Nello specifico la società di ricerca osserva  che tra le tecnologie ritenute rilevanti  “senza sorprese, la Virtualizzazione ‘stacca’ le altre e viene citata dal 66% degli intervistati – si legge nel report - mentre il Cloud Computing viene considerato dal 56% degli intervistati come una forma estrema di Virtualizzazione”.  Il 34% del Panel sarà impegnato o è in procinto di sviluppare progetti di Cloud Computing nei prossimi 12 mesi.

“I risultati della nostra ricerca confermano che sia giunto per il settore IT il ‘momentum’,in quanto siamo di fronte ad un potenziale grande cambiamento – spiega Alfredo Gatti, managing partner e fondatore di Netxvalue -.  La necessità di contenere i costi sta aprendo nuove prospettive all’IT, e ciò convince del Cloud computing è la sua capacità di creare nuove ragioni di valore, siano esse originate da costi, di ordine di grandezza, più bassi o dal time-to-market estremamente più veloce”

Per quanto riguarda la previsione d’investimento per i prossimi 12 mesi, emerge che la Virtualizzazione dei server si colloca nel quadrante “alto potenziale” della matrice di attrattività, mentre tutti gli altri elementi alla base del Cloud computing si posizionano nel quadrante “nicchia”. “Tra coloro che nei prossimi 12 mesi effettueranno investimenti in Cloud Computing – precisa Nextvalue - il 27,8% pensa di dedicare a questi progetti una quota pari almeno al 10% del proprio budget IT”.

La survey prosegue indicando poi i valori di percezione della maturità del Cloud Computing. Il 28% ritiene che questa tecnologia sia sufficientemente pronta mentre il 20%  è convinto che il Cloud computing avrà ampi sbocchi nell’ambito della gestione delle applicazioni aziendali. “Le figure professionali che ne sponsorizzeranno la diffusione saranno proprio i Cio e i Direttori dei Sistemi Informativi, come indicato dal 73% del Panel – si legge -. Il 68% dei rispondenti del Panel, ritiene opportuno l’investimento in Cloud Computing perché fa leva sulla riduzione dei costi. L’80% dichiara che il vantaggio atteso risiederà nei costi variabili correlati a software, infrastrutture e personale”.

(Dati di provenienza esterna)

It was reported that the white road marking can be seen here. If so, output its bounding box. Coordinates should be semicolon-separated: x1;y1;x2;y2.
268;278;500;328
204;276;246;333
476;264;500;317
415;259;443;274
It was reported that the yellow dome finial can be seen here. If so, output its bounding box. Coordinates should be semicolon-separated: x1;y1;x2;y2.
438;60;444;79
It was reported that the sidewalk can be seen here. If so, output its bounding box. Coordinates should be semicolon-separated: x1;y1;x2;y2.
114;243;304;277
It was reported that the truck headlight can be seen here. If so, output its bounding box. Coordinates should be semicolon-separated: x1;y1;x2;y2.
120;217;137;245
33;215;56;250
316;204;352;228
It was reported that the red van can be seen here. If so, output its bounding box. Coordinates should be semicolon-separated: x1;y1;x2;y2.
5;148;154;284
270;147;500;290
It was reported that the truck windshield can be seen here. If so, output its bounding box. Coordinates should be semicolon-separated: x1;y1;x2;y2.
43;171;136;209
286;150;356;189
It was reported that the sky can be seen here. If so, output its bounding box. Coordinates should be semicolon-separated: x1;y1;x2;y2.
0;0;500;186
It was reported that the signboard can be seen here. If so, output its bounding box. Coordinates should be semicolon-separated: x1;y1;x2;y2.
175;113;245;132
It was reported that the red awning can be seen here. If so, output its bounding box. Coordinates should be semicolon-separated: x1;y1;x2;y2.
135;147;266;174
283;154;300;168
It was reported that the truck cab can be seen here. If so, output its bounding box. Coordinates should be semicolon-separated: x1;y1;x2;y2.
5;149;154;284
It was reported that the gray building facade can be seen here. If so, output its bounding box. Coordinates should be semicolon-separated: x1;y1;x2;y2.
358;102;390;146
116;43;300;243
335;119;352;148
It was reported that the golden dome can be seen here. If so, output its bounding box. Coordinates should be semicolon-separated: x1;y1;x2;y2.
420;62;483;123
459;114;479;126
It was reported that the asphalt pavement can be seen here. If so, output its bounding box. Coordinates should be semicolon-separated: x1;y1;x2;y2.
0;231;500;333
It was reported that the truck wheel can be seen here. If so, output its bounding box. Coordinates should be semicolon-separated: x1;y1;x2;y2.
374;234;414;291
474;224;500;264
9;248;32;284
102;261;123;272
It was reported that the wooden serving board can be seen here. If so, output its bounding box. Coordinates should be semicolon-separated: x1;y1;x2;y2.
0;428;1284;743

Fin qui le luci. Ma c’è qualche ombra sul futuro prossimo del Cloud in grado di “oscurare” i processi di implementazione? Il 60% degli intervistati ritiene che la mancanza di cultura aziendale sia un fattore inibitore significativo per la sua diffusione, mentre è pressante la preoccupazione circa l’immaturità delle tecnologie, citata dal 35% del Panel.

“La ricerca convalida che il mercato è ancora agli inizi ma ha un alto potenziale di crescita – conclude Gatti -. Per evitare aspettative irrealistiche e disillusioni bisogna affrontare la situazione con molto pragmatismo partendo da ciò che oggi è il Cloud computing, tenendo d’occhio un futuro che a noi sembra veramente molto prossimo.”